According to local legend, for 300 years the women of Yaeyama have woven minsa-sashes to give to their prospective husbands, incorporating a combination of ikat motifs read as a rebus, meaning “Yours forever more.” Today, in ritual and secular performances of dance and drama, as well as in congregant participation in religious ceremonial, the sash has become a marker of the “simple, island people of Yaeyama.” Local textile cooperatives, district governments, and island officials promote this legend. Islanders also use the legend to clarify and enrich their self-identities as “simple island people.” Primary documents and object-derived data raise doubts about the historical basis for the legend and for production predating the introduction of machine-spun cotton yarn in the later 19th century. These sources also establish the intimate association of the sash with the gentry.
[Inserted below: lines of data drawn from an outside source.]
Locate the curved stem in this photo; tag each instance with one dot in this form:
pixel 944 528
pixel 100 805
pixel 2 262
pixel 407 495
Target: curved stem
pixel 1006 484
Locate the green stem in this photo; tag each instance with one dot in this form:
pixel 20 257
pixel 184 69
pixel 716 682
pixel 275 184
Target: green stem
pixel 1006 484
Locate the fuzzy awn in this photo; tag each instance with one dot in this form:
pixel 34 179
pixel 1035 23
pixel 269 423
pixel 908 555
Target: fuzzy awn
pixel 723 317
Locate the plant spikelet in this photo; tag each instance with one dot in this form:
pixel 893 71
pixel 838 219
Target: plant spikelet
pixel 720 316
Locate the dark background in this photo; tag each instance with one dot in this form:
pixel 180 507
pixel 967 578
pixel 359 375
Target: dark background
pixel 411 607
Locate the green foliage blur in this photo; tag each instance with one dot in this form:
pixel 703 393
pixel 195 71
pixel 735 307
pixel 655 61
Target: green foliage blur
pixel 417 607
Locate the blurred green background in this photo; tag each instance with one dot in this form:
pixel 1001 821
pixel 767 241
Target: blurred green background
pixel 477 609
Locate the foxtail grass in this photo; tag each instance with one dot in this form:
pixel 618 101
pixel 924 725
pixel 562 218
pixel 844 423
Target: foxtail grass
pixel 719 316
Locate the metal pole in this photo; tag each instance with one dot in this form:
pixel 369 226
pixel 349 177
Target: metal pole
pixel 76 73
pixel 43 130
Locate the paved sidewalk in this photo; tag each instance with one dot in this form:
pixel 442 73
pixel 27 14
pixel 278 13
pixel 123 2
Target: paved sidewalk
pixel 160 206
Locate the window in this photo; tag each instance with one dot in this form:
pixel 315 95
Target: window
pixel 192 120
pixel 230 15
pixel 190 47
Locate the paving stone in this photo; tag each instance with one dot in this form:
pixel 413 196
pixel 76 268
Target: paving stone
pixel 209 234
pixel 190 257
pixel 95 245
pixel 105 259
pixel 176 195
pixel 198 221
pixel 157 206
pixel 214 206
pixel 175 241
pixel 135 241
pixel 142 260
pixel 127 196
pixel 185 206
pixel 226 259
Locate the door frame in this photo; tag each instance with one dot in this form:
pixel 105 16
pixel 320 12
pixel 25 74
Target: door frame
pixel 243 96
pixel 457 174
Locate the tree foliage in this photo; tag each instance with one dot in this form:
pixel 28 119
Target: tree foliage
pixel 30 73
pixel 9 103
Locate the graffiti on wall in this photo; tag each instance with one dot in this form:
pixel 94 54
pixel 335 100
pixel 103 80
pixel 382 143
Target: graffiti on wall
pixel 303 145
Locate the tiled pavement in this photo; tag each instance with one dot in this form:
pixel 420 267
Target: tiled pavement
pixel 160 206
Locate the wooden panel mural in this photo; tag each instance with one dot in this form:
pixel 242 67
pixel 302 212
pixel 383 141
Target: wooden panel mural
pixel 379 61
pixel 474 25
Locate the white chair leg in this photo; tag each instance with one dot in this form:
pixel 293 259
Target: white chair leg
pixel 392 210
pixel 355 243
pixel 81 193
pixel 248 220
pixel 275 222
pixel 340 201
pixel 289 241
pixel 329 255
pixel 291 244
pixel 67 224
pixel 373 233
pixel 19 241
I explore the transformation of the sash from a utilitarian object associated with the gentry class to a symbolic identity marker of the islands’ people of formerly commoner status, and from an object made entirely for personal consumption to a product for outside markets; and the transference to the sash of meaning as a protective token gifted by women. Since World War II, the people of Yaeyama have reinvented this simple sash, with its array of identities and rich histories, to embody the multiplicity of changing traditions.
Amanda Mayer Stinchecum is a historian specializing in the textiles and clothing of Ryukyu/Okinawa, with occasional digressions into those of mainland Japan. Areas of special interest include the history of ikat in East and Southeast Asia, clothing and cloth as identity markers, political roles of textiles and clothing, and the technology and identification of plant fibers used in Ryukyuan and Japanese textiles. An independent scholar based in New York, Dr. Stinchecum’s publications on textiles include Kosode: Sixteenth–Nineteenth Century Textiles from the Nomura Collecton (1984); “A Common Thread: Japanese Ikat Textiles,” Asian Art 3:1 (1990); “Textiles of Okinawa,” in William Jay Rathbun, ed., Beyond the Tanabata Bridge: Traditional Japanese Textiles (1993); Mingei: Japanese Folk Art (with Robert Moes), Art Services International (1995); “Minsa-obi/kagan nu bu: Yaeyama tategasuri momen hoso-obi no zenshi josetsu, joge” (Minsa-obi and kagan nu bu: introduction to a total history of the warp-ikat narrow cotton sashes of Yaeyama, parts I and II), Yaeyama Hakubutsukan kiyo 10 (March 2001) and 19 (March 2002).